Eraci, Lucimar, Tânia and Ade are the female rural workers that lend their testimonies to the multimedia report that organizes the information and data obtained during the research. In one of the most revolting stories, Ade told that was raped when she was 14, became pregnant and was forced to marry her abuser. Nowadays her arms are marked by scars from knife cuts and cigarette burns made by her husband.
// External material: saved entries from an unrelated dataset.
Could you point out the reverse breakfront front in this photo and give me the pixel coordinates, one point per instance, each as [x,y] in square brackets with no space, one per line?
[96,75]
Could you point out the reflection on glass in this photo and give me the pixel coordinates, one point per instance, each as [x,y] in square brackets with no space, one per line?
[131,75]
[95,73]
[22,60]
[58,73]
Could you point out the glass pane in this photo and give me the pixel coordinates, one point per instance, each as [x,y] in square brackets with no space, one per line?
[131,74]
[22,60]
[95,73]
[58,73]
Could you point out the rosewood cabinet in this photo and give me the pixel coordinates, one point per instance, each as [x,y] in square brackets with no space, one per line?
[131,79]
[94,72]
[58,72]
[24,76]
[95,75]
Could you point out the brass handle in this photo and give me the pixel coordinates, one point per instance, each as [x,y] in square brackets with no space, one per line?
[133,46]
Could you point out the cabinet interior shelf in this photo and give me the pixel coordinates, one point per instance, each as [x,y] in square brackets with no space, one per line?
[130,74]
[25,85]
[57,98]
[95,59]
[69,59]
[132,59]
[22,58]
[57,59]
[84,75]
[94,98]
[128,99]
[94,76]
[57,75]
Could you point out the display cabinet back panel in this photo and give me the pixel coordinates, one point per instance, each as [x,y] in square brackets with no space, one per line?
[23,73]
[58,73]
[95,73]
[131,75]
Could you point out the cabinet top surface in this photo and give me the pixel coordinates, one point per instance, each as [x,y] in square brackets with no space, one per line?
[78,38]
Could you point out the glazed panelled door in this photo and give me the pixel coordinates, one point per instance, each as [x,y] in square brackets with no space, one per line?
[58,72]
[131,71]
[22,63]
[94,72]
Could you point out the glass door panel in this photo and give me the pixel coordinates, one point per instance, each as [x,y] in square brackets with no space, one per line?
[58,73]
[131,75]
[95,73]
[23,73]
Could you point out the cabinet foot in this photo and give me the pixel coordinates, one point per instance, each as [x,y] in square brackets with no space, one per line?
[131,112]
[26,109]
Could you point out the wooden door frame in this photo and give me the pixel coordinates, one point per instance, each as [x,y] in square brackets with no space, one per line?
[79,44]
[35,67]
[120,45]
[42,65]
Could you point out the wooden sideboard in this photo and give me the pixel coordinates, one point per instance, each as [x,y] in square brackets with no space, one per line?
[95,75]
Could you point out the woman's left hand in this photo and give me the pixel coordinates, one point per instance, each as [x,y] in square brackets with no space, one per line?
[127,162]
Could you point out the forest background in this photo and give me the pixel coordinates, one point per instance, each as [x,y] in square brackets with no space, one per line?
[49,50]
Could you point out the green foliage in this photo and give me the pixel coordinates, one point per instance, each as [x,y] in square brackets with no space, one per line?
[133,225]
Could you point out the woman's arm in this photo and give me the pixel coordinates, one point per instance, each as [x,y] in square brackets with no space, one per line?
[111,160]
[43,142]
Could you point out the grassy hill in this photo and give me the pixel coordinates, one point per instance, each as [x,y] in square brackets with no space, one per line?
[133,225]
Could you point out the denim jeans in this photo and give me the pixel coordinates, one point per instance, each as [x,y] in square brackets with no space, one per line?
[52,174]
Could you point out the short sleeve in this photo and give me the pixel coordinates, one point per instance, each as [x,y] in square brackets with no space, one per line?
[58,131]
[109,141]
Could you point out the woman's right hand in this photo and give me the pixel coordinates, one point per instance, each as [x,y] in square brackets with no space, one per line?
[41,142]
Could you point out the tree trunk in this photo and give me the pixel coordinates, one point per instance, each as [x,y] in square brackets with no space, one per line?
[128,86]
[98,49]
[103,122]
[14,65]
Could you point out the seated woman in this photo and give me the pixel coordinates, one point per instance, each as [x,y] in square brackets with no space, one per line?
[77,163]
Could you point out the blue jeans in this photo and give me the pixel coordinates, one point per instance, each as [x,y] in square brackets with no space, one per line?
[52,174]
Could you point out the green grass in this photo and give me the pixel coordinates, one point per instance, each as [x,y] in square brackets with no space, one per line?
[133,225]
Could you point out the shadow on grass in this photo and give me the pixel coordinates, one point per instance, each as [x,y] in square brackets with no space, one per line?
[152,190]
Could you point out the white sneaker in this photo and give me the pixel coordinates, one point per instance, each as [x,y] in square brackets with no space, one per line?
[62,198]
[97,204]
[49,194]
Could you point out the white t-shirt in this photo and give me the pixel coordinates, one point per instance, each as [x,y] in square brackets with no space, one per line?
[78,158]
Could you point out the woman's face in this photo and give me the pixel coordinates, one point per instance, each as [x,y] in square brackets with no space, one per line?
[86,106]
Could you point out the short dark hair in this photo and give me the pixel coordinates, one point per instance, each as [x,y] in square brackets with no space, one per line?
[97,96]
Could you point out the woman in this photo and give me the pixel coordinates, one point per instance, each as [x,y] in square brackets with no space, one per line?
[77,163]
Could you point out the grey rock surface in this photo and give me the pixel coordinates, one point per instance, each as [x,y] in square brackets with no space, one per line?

She is still afraid that he will kill her, as he continues to threaten her and her children.
Photos, audios and videos complement the online platform. The report was also printed on a special insert in the Diário Catarinense newspaper and presented on TV and on the radio. The content was released through social networks and for the main women and human rights groups in Brazil that helped to spread the news.
“Alone” had wide repercussion and won important journalism awards in Brazil. The Vladmir Herzog Prize for Human Rights was the most important in 2017, in the Multimedia category.
What makes this project innovative?
Producing a multimedia narrative that uses video, audio, text and photo language to better express the extent of women's suffering is also a innovation. "Alone" was also produced and displayed on television and radio, allowing an even greater reach than online audiences and the printed newspaper, the core of the Diário Catarinense.
What was the impact of your project? How did you measure it?
Source and methodology
Another front of work was to get the true stories of women who were suffering with violence. This was possible thanks to the contact with the unions of rural workers and women's rights organizations. In addition, the team talked to dozens of women in the field until they gained their confidence and managed to bring these stories to the public.